About
Di sela-sela hutan tropis dan lereng perbukitan Dairi, mengalirlah sebuah aliran sungai yang menyimpan rahasia batin dan legenda: Air Terjun Lae Pandaroh (juga sering disebut Lae Pendaroh). Nama Lae dalam bahasa Batak berarti sungai, sedangkan Pandaroh konon menyiratkan arus yang dalam dan berliku melambangkan misteri alam sekaligus ketenangan hati.
Menurut cerita lokal, air terjun ini bukan sekadar aliran air biasa, melainkan memiliki roh penjaga yang menjaga keseimbangan alam dan memberikan rasa aman bagi penduduk setempat. Konon, pada malam-malam tertentu, gemericik air berpadu dengan nyanyian angin dan gemuruh hutan, menciptakan aura mistis yang sulit dijelaskan. Beberapa tetua marga Silalahi atau Sitinjo mengaku pernah merasakan kehadiran lembut di antara semilir embun dan kabut tebal yang turun di lembah.
Daya tarik Lae Pandaroh terletak pada kombinasi kesederhanaan dan keindahan: air terjun ini memiliki beberapa tingkatan (lapisan) yang membuat aliran airnya berundak, menciptakan kolam kecil dan rongga alami di batuan.
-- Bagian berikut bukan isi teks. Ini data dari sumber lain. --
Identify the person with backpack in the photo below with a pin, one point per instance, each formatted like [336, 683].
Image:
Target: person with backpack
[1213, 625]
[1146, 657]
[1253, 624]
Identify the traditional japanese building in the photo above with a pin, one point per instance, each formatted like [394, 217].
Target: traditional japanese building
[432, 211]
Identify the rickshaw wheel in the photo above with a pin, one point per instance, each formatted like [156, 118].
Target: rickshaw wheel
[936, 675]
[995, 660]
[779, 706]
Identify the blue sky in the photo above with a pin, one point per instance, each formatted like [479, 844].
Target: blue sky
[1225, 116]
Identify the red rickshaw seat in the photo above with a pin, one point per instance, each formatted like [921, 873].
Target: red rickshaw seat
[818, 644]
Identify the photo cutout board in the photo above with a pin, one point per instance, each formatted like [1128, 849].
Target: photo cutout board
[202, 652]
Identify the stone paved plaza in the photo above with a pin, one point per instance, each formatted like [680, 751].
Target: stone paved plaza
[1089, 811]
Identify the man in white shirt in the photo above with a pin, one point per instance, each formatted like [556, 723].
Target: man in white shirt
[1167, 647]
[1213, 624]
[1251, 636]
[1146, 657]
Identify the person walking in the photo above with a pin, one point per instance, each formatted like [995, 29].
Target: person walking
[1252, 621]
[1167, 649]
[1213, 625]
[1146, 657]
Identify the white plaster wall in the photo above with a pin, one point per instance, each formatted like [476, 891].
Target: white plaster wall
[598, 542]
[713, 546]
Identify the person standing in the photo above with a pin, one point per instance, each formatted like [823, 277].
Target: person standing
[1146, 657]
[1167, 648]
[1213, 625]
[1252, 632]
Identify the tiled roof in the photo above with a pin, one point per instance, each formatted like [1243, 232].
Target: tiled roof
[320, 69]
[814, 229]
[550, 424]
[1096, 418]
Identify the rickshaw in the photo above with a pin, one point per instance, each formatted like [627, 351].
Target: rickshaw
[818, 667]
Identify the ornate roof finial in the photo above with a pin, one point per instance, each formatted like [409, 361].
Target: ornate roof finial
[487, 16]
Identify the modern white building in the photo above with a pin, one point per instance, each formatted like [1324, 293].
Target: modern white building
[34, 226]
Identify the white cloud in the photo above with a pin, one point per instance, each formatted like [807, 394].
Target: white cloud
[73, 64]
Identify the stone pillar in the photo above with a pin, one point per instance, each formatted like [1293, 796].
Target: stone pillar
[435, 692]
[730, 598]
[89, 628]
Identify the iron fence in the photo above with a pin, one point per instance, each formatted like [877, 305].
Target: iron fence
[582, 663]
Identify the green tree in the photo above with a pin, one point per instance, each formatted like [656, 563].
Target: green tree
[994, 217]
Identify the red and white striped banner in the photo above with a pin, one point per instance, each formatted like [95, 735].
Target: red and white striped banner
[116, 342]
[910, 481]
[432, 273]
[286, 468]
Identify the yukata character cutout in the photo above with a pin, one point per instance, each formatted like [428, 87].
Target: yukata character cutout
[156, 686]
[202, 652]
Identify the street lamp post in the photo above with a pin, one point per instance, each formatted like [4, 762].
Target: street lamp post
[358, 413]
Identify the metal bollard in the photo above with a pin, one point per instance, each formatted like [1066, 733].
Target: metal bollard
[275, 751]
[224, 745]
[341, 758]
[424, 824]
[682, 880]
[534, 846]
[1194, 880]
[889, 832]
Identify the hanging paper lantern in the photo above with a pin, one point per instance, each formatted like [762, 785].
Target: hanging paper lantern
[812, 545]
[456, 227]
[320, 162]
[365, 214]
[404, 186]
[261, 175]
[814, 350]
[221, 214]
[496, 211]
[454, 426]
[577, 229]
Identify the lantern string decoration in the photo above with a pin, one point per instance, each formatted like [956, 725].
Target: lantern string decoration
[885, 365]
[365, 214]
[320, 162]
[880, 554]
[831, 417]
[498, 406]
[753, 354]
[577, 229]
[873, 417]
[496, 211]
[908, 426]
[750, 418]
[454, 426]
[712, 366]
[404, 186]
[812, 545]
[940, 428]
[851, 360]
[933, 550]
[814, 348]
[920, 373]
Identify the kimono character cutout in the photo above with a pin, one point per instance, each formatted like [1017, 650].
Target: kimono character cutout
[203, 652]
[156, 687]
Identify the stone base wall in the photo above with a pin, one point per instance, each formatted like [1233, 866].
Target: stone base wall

Beberapa tingkatan membentuk jembatan alami, menjadikan tempat ini ideal untuk trekking ringan, piknik, dan merenung di atas batu sambil mendengarkan aliran air yang menenangkan jiwa.
Wisatawan tidak hanya datang untuk melihat, tetapi untuk merasakan energi alam:
Menyusuri jalan setapak menuju air terjun dan menemukan sudut tersembunyi dari setiap tingkatan.
Bermeditasi atau berdoa di pondok kayu dekat air terjun, ditemani gemuruh air yang mengalir.
Berfoto di jembatan batu alami, merasakan sensasi berada di atas aliran sungai.
Interaksi dengan masyarakat lokal Sitinjo: pedagang kecil menjual minuman segar dan camilan khas Batak, sementara penduduk setempat menceritakan kisah marga, tradisi, dan ritual kuno yang diwariskan secara lisan.
Tidak mengherankan, Lae Pandaroh dianggap sebagai wajah spiritual dan alamiah Danau Toba bagian utara, tempat di mana alam berbicara dengan lembut dan jiwa manusia disapa dengan kesederhanaan.